Intro to Gender Studies

This course is designed to introduce students to social, cultural, historical, and political perspectives on gender and its construction. Through discussion and writing, we will explore the intersections among gender, race, class, and sexuality in multiple settings and contexts. Taking an interdisciplinary approach to a variety of questions, we will consider the distinctions between sex and gender, women's economic status, the making of masculinity, sexual violence, queer movements, racism, and the challenges of feminist activism across nations, and possibilities for change.

Research Methods

Topics include research design, ethical dilemmas, and the relationship between academic research and community based learning. Applied fieldwork and presentations are an integral part of this course.

Late Victorian London

In the summer and fall of 1888, a series of gruesome murders captured the attention of Londoners and brought questions of class, gender, race and social-economic change to the forefront of public debate. Though the culprit was never identified, Jack the Ripper became synonymous with the perceived dangers of late-Victorian London.

Awakenings

An exploration of writing, primarily fiction, by U.S. women from around 1900 to now, focusing on the theme of awakenings. We will examine how women writers represent political awakenings, transformations of physical embodiment and psychological consciousness, and discoveries of new literary forms. We will read a diverse group of writers and and foreground interpretive frameworks of race, gender, and sexuality. Authors may include Bechdel, Chang, Chopin, Cisneros, Davis, Dunbar-Nelson, Egan, Far, Gilman, Hurston, Larsen, McCullers, Morrison, Stein, Truong, Wharton, and Yamamoto.

The Work of Translation

Mount Holyoke's mission is "purposeful engagement in the world" but in a multilingual world, our goal can only be achieved with the help of translators and interpreters. As the U.S. Bureau of Labor Statistics predicts a 46% increase in translation work 2012-2022, this course will consider tranlastion as a scholarly, professional and lay activity. Challenging stereotypes of translation as derivative or faulty, we reflect on the wealth of languages and cultures at Mount Holyoke College and how the curriculum depends on the work of translation.

Self-Portraiture

How do we represent ourselves? How can the self -- that is to say, subjective experience, private life, identity, consciousness -- be translated into written form? How, in turn, does writing fashion and construct the self? Throughout history, authors and thinkers have engaged these questions in countless texts and textual forms -- in essays, confessions, autobiographies, and poetry. This seminar will sample influential and innovative works of literary self-portrayal from around the world, exploring how a wide variety of writers have rendered themselves in language, narrative, and text.

Performing the Self

How do we represent ourselves as we document our lives and communicate with others? In this seminar we will move beyond critiques of selfie culture, instead analyzing self-representation as an important avenue for forming identities. We will study forms of self-representation across history and will focus on visual and new media as platforms for performing selfhood. Students will discuss the politics and aesthetics of self-fashioning across these media forms, and will execute multiple forms of self-expression, including the argumentative essay, the op-ed, the blog post, and the tweet.
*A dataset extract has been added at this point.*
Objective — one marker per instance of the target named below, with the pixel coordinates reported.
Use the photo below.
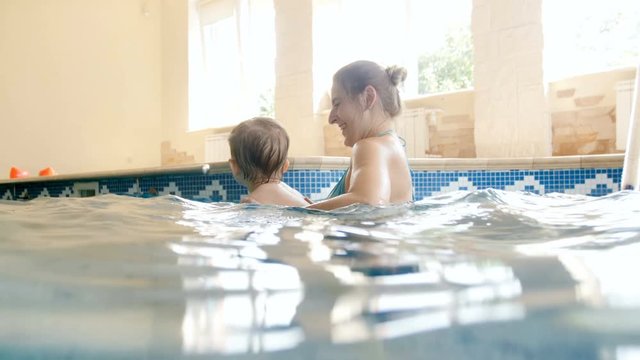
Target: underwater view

The Politics of Disruption

Uber, Twitter, Facebook, Google -- smart technologies have transformed our world, disrupting old patterns of life, communication, work, and politics. As new technologies push us into an uncertain future, thinking critically about the positive and the negative effects of disruption has never been more important.

Op-Ed: Politics/Culture/Arts

We will read and discuss current writing on politics, culture and the arts. Drawn from a variety of print and online sources (including The New Yorker, Arts and Letters Daily, and Bomb), subjects will range from literature, cinema, and art to international politics, crime, and celebrity culture. Using strategies and techniques learned from the readings, students will write essays and articles of their own.

Women&Music:SoundingCommunity

This course surveys music in a range of women's, and womxn's, communities and ensembles--from medieval convents and "all-girl" swing bands to Cuba's Ibbu Okun and the Transcendence Gospel Choir. While the focus will be on Western art music, we will also encounter music from Afghanistan and the First Nations, working songs and playground songs, and rock/pop groups and DJ collectives. Performers will visit the class, and we will learn about the history of music ensembles at Mount Holyoke College.